Light Wave

U.S. News

Solid 2.4% GDP Growth Cools Recession Fears: Ex-IMF Chief

By Mara Lafontaine · July 28, 2023

In brief…

  • The Bureau of Economic Analysis reported a 2.4% increase in the real GDP in the second quarter of 2023.
  • Noted economist John Lipsky said "2.4% real growth is not a recession."
  • Lipsky, former Acting head of the IMF declared said, "a high profit, high margin economy has survived the pandemic."
  • He foresees the digital revolution significantly raising productivity.
A surging digital revolution means growth and profits will subdue inflation, says top economist John Lipsky  via Wikimedia Commons

U.S. gross domestic product increased at a respectable rate of 2.4% in the second quarter of 2023, according to The Bureau of Economic Analysis.

“You can draw your own conclusions, but obviously, 2.4% real growth is not a recession,” declared John Lipsky, former Acting Managing Director of the International Monetary Fund, told CNN.

Lipsky holds an optimistic view, explaining, “It looks like we could be on the edge of a new phase of progress in the so-called digital revolution that could have a real impact on productivity.  I think increasingly investors are optimistic that growth will be sustained and inflation will come down relatively rapidly, obviating the need for future Fed tightening.”

The notion that the inflation rate will be inversely related to the unemployment rate, Lipsky argued, is not appropriate for the current market. “Those earlier calculations were for a much less competitive market than we have today.
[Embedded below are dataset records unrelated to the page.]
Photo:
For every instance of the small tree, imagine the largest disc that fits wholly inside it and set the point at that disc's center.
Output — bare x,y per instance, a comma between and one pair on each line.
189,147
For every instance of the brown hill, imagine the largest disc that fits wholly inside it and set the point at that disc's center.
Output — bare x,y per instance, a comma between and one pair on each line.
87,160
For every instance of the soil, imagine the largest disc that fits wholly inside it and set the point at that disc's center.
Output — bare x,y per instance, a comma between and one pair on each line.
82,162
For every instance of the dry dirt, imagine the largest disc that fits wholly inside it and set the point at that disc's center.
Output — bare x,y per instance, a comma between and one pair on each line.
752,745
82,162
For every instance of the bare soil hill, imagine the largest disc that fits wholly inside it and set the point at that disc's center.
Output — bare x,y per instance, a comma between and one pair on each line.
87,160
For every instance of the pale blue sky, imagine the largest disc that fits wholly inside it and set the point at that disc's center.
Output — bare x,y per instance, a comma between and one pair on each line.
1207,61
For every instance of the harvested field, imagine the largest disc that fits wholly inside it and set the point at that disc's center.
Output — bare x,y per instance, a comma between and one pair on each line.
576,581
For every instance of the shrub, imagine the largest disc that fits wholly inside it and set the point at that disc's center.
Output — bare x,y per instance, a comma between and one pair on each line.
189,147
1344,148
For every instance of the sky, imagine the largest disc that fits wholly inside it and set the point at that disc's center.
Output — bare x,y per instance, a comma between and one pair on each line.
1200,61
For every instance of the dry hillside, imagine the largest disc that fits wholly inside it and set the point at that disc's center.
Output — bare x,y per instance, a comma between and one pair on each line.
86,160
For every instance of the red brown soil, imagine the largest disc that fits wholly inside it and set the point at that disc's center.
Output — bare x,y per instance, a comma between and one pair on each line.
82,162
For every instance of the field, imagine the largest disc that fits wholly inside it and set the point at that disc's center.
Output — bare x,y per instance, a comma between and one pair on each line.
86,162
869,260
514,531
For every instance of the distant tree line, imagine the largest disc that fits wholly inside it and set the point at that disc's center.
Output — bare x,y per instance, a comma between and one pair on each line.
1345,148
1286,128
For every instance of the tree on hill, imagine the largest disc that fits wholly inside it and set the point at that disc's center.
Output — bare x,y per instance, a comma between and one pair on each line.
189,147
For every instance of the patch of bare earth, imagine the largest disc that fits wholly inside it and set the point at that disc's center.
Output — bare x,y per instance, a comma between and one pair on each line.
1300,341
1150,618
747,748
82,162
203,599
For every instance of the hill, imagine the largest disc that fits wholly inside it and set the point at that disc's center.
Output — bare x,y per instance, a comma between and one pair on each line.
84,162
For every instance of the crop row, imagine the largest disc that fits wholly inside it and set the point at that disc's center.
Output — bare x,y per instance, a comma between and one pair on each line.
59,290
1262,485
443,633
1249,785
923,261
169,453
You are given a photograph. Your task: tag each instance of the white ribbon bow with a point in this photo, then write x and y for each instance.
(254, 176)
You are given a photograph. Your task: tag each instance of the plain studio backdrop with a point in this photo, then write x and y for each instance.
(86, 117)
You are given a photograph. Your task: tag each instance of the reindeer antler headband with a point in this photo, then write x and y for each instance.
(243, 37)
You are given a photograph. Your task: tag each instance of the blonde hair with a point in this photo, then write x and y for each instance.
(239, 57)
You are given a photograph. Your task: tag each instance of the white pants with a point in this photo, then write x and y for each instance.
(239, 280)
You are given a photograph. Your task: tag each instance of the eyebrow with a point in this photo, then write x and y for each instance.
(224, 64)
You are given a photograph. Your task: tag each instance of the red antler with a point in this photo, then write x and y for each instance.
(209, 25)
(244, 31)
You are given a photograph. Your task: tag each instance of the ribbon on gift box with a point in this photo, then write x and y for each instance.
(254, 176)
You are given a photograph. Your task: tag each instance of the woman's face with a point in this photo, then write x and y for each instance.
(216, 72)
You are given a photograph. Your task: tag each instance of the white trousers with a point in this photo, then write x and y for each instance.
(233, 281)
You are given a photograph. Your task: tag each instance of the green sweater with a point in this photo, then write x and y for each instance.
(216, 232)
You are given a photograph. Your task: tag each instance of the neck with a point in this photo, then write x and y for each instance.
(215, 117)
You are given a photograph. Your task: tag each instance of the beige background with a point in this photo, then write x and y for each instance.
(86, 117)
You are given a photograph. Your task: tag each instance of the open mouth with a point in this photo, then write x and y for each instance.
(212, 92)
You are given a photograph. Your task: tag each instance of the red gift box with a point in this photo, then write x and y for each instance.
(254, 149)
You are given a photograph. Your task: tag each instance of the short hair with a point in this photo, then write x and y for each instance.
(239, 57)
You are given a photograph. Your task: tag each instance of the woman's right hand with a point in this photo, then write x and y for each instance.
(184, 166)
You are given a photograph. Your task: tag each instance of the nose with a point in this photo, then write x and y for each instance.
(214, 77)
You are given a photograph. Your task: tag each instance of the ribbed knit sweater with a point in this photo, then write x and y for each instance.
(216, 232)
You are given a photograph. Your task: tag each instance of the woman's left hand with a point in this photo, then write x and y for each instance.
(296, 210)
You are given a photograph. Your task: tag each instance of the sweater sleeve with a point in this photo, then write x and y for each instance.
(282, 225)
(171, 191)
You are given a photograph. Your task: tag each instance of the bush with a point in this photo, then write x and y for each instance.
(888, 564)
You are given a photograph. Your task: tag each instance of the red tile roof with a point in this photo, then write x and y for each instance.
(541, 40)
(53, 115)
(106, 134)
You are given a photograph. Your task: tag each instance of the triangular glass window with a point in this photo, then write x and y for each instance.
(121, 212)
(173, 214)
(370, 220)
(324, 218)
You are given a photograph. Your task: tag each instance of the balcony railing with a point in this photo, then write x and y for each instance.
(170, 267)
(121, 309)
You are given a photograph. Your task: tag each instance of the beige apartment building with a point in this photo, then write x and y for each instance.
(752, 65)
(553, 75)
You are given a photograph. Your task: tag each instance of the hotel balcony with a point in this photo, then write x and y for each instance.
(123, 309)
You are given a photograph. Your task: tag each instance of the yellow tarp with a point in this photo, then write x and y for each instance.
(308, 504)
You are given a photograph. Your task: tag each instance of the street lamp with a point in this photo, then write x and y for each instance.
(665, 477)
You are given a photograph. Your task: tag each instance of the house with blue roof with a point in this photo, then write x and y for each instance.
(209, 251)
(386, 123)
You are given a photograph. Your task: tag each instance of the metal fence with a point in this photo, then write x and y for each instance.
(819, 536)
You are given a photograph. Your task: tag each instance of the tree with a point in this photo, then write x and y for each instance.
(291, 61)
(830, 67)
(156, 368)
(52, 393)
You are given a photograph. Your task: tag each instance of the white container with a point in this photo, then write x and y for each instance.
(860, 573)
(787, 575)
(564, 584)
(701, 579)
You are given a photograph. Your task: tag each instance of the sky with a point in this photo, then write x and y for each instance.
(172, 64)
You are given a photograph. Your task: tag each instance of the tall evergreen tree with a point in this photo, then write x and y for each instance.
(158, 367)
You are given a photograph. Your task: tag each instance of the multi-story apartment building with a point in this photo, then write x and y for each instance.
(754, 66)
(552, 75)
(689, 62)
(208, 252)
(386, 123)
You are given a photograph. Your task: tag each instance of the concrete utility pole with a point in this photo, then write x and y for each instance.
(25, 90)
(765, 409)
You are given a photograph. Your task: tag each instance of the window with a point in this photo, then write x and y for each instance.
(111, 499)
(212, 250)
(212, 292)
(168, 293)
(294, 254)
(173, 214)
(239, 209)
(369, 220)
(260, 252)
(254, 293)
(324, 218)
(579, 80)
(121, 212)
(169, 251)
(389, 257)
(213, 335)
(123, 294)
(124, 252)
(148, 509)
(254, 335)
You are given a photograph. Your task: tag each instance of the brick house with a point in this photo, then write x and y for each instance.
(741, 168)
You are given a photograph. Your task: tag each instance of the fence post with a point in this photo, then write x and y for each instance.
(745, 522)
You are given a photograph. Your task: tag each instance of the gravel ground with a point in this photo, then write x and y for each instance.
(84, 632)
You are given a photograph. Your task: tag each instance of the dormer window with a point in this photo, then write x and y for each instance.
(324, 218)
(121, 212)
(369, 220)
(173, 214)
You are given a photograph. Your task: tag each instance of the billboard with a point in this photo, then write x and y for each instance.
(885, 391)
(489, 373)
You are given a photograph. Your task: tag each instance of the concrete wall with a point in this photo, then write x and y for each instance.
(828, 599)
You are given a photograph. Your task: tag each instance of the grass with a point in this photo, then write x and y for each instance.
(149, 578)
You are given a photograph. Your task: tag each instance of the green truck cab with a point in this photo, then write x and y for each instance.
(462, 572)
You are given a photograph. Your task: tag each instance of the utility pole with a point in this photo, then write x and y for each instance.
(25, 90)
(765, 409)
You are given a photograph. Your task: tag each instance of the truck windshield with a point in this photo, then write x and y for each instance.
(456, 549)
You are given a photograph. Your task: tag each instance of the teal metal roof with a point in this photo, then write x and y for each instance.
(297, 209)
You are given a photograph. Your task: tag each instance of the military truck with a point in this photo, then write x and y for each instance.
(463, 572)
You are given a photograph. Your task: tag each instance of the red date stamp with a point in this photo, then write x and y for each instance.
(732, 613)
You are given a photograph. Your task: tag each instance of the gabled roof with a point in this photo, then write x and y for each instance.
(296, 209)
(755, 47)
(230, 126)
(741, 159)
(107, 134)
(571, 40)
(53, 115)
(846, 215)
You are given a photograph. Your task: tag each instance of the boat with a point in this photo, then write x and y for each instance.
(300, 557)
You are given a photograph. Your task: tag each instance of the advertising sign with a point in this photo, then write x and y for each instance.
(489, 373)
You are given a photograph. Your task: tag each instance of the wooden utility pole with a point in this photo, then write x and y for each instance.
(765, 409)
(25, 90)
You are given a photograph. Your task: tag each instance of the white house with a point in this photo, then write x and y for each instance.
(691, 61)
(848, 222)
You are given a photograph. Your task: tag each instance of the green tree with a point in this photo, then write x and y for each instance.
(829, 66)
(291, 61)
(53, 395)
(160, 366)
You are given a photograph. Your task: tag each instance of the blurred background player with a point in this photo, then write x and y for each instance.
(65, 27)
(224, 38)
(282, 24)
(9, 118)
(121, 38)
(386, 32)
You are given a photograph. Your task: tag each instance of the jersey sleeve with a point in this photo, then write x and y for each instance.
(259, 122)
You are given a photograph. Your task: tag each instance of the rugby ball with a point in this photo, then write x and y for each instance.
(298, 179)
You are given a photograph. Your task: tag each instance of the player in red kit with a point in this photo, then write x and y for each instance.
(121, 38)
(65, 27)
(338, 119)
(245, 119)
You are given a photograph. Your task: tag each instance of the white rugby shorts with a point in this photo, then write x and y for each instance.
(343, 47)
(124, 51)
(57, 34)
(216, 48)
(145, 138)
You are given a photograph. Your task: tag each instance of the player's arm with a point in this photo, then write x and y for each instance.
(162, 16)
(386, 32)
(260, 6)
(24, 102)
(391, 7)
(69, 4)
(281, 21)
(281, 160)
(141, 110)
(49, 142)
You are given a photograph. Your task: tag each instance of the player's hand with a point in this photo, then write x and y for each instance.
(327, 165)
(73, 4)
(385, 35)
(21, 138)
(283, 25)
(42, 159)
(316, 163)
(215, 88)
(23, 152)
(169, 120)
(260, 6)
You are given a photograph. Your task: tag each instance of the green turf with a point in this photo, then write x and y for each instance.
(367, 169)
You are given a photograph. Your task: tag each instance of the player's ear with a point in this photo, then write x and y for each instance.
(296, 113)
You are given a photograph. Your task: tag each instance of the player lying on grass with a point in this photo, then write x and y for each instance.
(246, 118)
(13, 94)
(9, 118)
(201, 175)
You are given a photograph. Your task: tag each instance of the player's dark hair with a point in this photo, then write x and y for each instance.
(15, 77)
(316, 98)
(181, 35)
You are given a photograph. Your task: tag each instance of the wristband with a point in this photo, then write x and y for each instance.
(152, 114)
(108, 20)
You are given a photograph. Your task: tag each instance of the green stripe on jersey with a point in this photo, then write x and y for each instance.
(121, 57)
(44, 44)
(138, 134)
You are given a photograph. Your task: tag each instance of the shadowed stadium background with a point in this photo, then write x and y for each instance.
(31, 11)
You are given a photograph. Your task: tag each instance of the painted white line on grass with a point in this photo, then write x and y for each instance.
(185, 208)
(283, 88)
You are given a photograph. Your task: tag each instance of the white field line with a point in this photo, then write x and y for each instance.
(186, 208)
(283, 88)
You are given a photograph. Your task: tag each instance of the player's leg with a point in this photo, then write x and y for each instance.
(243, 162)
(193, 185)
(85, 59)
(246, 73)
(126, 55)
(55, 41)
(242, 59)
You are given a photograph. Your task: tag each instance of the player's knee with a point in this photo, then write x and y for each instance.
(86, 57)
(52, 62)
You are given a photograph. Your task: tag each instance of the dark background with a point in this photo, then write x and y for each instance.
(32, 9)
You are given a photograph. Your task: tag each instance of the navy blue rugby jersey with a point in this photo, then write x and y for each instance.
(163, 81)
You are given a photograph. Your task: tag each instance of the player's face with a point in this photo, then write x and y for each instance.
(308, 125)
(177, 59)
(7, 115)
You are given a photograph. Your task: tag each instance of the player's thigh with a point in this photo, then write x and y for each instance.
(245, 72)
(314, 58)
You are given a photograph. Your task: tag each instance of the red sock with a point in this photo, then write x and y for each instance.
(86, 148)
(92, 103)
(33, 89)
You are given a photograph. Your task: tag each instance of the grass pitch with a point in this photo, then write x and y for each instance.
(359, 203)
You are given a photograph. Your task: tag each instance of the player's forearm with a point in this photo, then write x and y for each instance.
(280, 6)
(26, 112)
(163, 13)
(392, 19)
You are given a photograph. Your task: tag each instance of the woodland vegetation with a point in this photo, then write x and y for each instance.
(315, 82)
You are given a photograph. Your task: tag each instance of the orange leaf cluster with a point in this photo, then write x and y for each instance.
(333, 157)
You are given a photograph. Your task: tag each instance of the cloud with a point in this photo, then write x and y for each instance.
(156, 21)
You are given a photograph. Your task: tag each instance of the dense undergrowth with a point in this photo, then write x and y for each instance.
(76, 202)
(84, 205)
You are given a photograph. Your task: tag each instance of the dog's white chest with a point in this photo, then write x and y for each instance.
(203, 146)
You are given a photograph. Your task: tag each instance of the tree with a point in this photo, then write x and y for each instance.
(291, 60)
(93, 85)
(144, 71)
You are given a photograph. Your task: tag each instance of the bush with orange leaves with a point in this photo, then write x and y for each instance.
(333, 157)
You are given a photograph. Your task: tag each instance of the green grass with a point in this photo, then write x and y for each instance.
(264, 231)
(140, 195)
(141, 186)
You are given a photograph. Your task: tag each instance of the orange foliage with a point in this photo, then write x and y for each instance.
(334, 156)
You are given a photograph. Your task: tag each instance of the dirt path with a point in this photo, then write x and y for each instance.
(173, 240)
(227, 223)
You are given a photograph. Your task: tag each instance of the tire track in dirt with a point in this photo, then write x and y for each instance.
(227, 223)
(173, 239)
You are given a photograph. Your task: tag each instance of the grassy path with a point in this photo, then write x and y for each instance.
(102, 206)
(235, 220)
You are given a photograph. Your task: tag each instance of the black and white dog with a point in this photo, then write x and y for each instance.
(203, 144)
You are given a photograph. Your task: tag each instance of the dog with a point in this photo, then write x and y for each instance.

And for some time, the linkage between unemployment, wages and inflation hasn’t been anywhere near what it has been in the past. Much looser reaction. But I think you put your finger on what’s new this time, and that’s the pandemic,” he said.

Lipsky, currently a Distinguished Fellow at Johns Hopkins School of Advanced International Studies, explained that the pandemic initially created a shutdown that restricted supply in the service sector and put demand on goods, producing bottlenecks that consequently created inflation in the goods sector. The subsequent reopening of the economy then produced high demand in the service sector leading to high prices. “But all that seems to be fading - and fading rapidly,” he said.

“The most salient point here is that since the turn of the century profit margins and profit share of GDP has been much higher than it was previously - and that has been sustained,” Lipsky noted. “What the latest data seem to [show] is that effect - that a high profit, high margin economy has survived the pandemic.”